WESTLAKE VILLAGE, Calif., March 10, 2015 (GLOBE NEWSWIRE) -- KYTHERA Biopharmaceuticals, Inc. (Nasdaq:KYTH) today announced the pricing of its underwritten public offering of 2,604,168 shares of its common stock at a price to the public of $48.00 per share, before underwriting discounts and commissions and expenses of the offering, for gross proceeds of approximately $125 million. All of the shares of the common stock sold in the offering were offered by KYTHERA. In addition, KYTHERA granted the underwriters a 30-day option to purchase up to an additional 390,625 shares.
KYTHERA intends to use the substantial majority of the net proceeds of the offering to fund the ongoing development and preparation for potential commercialization of ATX-101, and the balance for working capital and general corporate purposes, including research and development, which may include repayments of outstanding amounts under KYTHERA's credit facility.
The offering is expected to close on March 16, 2015, subject to satisfaction of customary closing conditions.
Goldman, Sachs & Co., BofA Merrill Lynch, and Leerink Partners acted as the joint book-running managers for the offering. Cowen and Company acted as co-manager.
The offering was made only by means of a prospectus and pursuant to a shelf registration statement declared effective by the Securities and Exchange Commission on November 6, 2014. Copies of the prospectus and related prospectus supplement relating to the offering may be obtained, when available, by contacting Goldman, Sachs & Co., Attention: Prospectus Department, 200 West Street, New York, NY 10282, or by telephone at (866) 471-2526 or e-mail at email@example.com; or BofA Merrill Lynch, Attention: Prospectus Department, 222 Broadway, New York, NY10038, or by email at firstname.lastname@example.org; or Leerink Partners, Attention: Syndicate Department, One Federal Street, 37th Floor, Boston, MA 02110, or by phone at (800) 808-7525, ext. 6142, or by email at email@example.com.
This press release shall not constitute an offer to sell or the solicitation of an offer to buy these securities, nor shall there be any sale of these securities in any state or other jurisdiction in which such offer, solicitation or sale would be unlawful prior to the registration or qualification under the securities laws of any such state or other jurisdiction.
KYTHERA Biopharmaceuticals, Inc. is a clinical-stage biopharmaceutical company focused on the discovery, development and commercialization of novel prescription products for the aesthetic medicine market.
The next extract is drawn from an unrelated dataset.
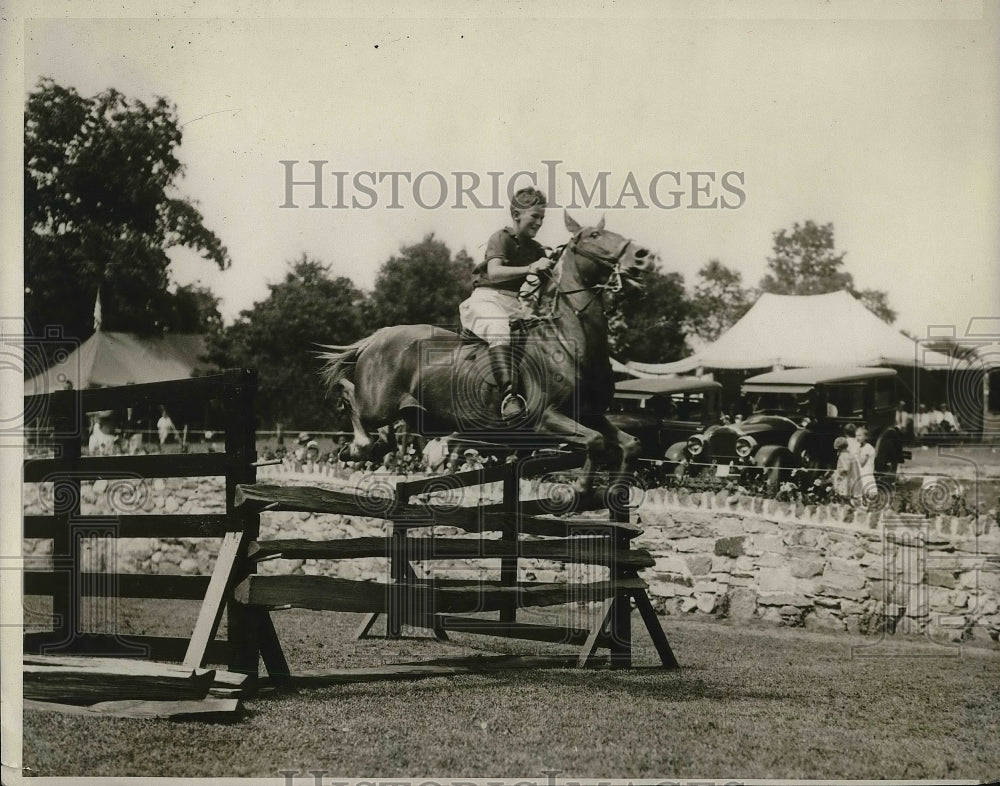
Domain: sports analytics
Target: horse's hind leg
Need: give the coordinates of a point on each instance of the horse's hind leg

KYTHERA's lead product candidate, ATX-101, is currently in late-stage clinical development as an injectable treatment for the improvement of submental fullness, which commonly presents as a double chin, and is a potential first-in-class submental contouring injectable drug. The FDA has determined the NDA will have a Prescription Drug User Fee Act (PDUFA) action date of May 13, 2015. In addition to its lead product candidate ATX-101, KYTHERA also licensed the worldwide rights to setipiprant, an early-stage potential treatment for hair loss. KYTHERA also maintains an active research interest in fat biology, pigmentation modulation and facial contouring.
To the extent that statements contained in this press release are not descriptions of historical facts regarding KYTHERA, they are forward-looking statements reflecting the current beliefs and expectations of management made pursuant to the safe harbor provisions of the Private Securities Litigation Reform Act of 1995. Such forward-looking statements involve substantial risks and uncertainties that could cause our actual results, performance or achievements to differ significantly from those expressed or implied by the forward-looking statements. Such risks and uncertainties include, among others, the timing and size of the offering, the conditions affecting the capital markets, general economic, industry, or political conditions, and the satisfaction of customary closing conditions related to the proposed public offering. KYTHERA undertakes no obligation to update or revise any forward-looking statements. For a further description of the risks and uncertainties that could cause actual results to differ from those expressed in these forward-looking statements, as well as risks relating to the business of the company in general, see the prospectus supplement and accompanying prospectus for this offering included on Form 424(b)(5) as part of the Registration Statement on Form S-3/A filed by KYTHERA on November 6, 2014, as well as KYTHERA 's Annual Report on Form 10-K for the year ended December 31, 2014 and its other reports filed with the Securities and Exchange Commission.